File names change when importing and mismatch manifest

Hello,
I seem to have found a bug importing CasavaOneEightLanelessPerSampleDirFm format data.
I found a workaround, but thought you should be aware of the bug so it can be fixed.

My original sample names are in this format:
eDNA468_S1_R2_001.fastq.gz
eDNA469_S2_R1_001.fastq.gz
eDNA469_S2_R2_001.fastq.gz
eDNA470_S3_R1_001.fastq.gz

I was able to import them with this code:

qiime tools import
–type ‘SampleData[PairedEndSequencesWithQuality]’
–input-path PATH
–input-format CasavaOneEightLanelessPerSampleDirFmt
–output-path ARTIFACT.qza

The import works, but if I try to do anything downstream I get an error.
I then noticed that after import, within the .qza artifact data, all of the filenames have been renamed with a lane number inserted.
For example:
eDNA468_S1_R2_001.fastq.gz becomes eDNA468_S1_L001_R2_001.fastq.gz upon import

In the manifest file all of the filenames are the same as they were originally
For example: eDNA468,eDNA468_S1_R2_001.fastq.gz,reverse

Thus there is a mismatch between the sample names and the manifest withing the .qza artifact.

If I change the sample names in the manifest file to match the changed sample names manually (by adding the lane # L001 to each sample). I can get all of the downstream analyses to run fine.

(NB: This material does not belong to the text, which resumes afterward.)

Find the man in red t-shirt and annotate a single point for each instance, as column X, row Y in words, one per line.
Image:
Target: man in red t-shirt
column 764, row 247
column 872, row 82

It would be nice however, if the bug was fixed so that the sample names are not changed upon import when importing in this format.

Thanks

2 Likes

Hey there @Trodgers, this is definitely a bug, thanks for reporting! I will write up a github issue some time next week, keep an eye on this post for more details. In the meantime, using a manifest format would be the recommended work-around, and doesn’t involve you mucking around with system internals.

I’ve created an issue to track this:

Thanks again @Trodgers!